Gerade Aktien, Fonds, Zertifikaten und Ähnliches weisen eine erhöhte Gefahr von Verlusten oder gar einem Totalverlust des Wertes, bzw. des eingebrachten Kapitals auf. Zudem besteht noch das Problem der Kursschwankungen. Wer sich beispielsweise eine Aktie kauft, der weiß nicht nur ob er noch mal an sein Geld kommt, sondern auch nicht wann. Möchte man zum Beispiel gerade eine größere Anschaffung tätigen und stehen die Aktien gerade schlecht, so macht es wohl keinen Sinn sie zu verkaufen. Von daher ist man in vielen Fällen unflexibel. Geld dass man in Aktien und Co. anlegt, sollte man also für längere Zeit abschreiben!
Ganz anders sieht es beim Tagesgeld aus. Hier kann man jederzeit an sein Geld und die Zinsen erhält man auch für Kapital, welches man nur für sehr kurze Zeit anlegt, bzw. sogar Tage-weise!

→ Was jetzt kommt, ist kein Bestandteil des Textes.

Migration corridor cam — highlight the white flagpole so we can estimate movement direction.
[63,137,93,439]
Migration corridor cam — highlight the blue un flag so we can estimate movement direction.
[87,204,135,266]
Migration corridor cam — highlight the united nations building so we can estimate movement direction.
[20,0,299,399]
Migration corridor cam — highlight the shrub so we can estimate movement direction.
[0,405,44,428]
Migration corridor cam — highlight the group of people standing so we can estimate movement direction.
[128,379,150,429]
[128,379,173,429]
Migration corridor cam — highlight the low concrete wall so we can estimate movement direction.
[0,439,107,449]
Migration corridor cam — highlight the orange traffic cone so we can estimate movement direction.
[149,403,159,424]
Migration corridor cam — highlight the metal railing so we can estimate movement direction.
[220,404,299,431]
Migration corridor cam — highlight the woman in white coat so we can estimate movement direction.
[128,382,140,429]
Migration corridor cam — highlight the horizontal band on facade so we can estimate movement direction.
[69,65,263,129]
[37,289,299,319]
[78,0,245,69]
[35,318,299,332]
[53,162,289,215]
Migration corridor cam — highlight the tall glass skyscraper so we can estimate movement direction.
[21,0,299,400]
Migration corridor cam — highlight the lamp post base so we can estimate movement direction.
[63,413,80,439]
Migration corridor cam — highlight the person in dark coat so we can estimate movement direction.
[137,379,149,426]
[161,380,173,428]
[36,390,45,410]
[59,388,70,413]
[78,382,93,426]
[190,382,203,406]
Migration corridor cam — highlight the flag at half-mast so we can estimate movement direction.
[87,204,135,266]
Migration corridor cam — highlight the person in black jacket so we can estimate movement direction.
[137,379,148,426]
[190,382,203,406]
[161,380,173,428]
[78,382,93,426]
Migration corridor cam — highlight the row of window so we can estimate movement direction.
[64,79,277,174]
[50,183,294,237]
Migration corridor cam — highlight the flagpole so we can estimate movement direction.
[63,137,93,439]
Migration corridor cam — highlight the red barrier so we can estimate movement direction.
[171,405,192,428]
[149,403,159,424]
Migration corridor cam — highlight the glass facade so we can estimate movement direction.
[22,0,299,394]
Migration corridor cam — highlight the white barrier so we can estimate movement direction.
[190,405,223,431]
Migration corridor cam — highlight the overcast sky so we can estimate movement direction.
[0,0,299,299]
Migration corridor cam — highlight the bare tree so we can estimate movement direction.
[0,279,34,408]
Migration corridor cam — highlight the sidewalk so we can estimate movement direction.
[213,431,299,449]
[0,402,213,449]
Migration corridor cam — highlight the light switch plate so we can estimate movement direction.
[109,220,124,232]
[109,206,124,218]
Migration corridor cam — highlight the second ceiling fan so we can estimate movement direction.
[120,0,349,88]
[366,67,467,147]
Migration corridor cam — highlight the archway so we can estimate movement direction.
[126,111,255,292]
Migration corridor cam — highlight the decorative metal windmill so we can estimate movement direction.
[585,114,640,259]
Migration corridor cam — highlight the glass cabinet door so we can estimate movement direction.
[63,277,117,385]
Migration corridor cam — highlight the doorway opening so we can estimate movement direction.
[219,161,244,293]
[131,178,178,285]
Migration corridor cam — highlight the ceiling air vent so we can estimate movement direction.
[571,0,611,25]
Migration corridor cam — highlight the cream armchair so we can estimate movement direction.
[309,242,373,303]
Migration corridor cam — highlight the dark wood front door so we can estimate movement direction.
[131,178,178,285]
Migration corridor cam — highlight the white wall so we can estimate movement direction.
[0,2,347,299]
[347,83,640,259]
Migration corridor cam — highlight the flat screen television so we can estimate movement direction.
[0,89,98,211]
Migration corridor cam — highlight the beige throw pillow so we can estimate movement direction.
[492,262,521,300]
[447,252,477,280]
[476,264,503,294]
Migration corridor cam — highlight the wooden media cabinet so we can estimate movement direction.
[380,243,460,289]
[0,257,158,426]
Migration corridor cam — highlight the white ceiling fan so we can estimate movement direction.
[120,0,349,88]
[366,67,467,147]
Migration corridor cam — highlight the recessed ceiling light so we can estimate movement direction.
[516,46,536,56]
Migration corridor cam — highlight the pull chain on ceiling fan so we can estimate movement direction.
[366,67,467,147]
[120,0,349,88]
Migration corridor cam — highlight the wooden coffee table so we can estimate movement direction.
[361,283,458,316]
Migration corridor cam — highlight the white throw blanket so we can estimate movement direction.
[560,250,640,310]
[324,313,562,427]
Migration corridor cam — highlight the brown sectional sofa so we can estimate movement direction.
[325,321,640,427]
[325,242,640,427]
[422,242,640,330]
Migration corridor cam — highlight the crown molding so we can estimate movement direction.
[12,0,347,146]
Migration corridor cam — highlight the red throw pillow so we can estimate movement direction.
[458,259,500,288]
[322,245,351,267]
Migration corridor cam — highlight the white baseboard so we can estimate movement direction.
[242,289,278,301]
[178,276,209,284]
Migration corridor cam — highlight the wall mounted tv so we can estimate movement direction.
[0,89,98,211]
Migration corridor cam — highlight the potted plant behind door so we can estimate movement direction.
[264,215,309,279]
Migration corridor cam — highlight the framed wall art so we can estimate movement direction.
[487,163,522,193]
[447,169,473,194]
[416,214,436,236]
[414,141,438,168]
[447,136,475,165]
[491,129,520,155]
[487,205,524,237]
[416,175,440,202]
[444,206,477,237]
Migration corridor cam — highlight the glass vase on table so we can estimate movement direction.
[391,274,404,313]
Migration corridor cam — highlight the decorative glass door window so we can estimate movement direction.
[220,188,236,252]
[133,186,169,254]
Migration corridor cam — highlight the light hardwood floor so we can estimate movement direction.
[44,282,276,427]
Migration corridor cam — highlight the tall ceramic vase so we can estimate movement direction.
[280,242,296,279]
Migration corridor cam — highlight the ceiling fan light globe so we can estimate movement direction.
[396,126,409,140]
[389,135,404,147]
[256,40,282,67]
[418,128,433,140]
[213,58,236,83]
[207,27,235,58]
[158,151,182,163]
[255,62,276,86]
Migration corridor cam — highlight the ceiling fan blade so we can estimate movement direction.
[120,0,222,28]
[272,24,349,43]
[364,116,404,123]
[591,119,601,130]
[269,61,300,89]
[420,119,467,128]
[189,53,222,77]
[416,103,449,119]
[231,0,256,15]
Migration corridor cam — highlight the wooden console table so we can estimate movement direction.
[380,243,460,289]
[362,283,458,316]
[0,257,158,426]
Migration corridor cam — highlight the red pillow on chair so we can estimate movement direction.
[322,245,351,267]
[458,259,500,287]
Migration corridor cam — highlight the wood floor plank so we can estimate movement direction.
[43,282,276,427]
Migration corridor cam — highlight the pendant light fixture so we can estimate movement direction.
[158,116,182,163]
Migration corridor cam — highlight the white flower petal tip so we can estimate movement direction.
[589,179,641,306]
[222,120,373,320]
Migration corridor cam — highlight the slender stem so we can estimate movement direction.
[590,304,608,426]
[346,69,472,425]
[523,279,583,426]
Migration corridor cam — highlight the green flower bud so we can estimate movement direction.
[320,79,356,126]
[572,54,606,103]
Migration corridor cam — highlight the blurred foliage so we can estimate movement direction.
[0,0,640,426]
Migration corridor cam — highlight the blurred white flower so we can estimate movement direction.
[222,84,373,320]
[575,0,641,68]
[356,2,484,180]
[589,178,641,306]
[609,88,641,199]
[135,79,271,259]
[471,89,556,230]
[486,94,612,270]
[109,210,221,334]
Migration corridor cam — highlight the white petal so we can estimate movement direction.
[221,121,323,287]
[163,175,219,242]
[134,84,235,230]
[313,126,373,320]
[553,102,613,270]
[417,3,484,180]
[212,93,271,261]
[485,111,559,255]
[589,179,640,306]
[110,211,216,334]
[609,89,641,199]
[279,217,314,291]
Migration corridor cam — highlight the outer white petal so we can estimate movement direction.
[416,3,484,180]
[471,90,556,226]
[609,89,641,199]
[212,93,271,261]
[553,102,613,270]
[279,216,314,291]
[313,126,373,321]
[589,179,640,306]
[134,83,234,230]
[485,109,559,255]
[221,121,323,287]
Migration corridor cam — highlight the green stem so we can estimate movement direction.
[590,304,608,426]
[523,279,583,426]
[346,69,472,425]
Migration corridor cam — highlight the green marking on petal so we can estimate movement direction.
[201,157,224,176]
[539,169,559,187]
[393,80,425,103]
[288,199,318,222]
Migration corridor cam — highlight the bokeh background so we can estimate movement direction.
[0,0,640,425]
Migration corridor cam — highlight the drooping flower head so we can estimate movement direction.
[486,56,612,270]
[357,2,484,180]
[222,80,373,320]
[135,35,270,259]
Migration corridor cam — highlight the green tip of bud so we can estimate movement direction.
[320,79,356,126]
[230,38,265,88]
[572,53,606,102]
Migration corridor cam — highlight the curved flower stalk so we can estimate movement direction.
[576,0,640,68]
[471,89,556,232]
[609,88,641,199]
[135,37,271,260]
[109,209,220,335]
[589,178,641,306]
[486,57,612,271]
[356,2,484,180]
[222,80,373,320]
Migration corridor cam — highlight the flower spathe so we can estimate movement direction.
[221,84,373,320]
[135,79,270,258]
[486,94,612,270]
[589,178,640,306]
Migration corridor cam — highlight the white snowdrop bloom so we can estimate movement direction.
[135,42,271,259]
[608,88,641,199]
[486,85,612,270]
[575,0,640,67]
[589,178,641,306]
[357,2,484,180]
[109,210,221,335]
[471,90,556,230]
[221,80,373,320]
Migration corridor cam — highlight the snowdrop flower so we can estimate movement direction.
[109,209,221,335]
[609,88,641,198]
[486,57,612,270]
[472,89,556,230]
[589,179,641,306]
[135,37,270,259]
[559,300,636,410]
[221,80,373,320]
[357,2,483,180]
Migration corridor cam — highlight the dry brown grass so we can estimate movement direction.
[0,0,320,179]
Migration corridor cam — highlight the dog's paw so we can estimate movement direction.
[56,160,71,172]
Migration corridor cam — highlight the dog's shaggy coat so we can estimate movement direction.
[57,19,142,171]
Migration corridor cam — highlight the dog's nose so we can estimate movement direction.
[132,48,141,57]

Es lohnt sich beim Tagesgeld also auch, Geldbeträge nur für eine kurze Zeit zu “parken”. Dabei sind die Zinsen natürlich nicht all zu hoch, dafür jedoch absolut sicher!
Defensiv ausgerichtete Anleger, die jedoch wissen, dass Sie für eine Zeit X auf ihr Kapital verzichten können, sollten vielleicht auch über das Festgeld nachdenken. Hierbei erhält man in der Regel etwas höhere Zinsen als beim Tagesgeld, im Gegenzug ist das Ganze jedoch nicht ständig verfügbar, sondern nur am Ende der entsprechend mit der Bank vereinbarten Kaufzeit. Die Kreditinstitute können also längerfristiger mit dem Geld rechnen und arbeiten und es sich daher erlauben den höheren Zinssatz zu bieten. Weiß man also dass man eine bestimmte Summe erst in einem, zwei oder drei Jahren benötigen wird, so kann das Festgeld hier die optimale Anlage-alternative sein.
Aktien, Fonds und Co. eigenen sich dagegen nur für Anleger, die wirklich wissen auf was sie sich einlassen und die auch bereit sind die Verlustrisiken bis zur letzten Konsequenz zu tragen!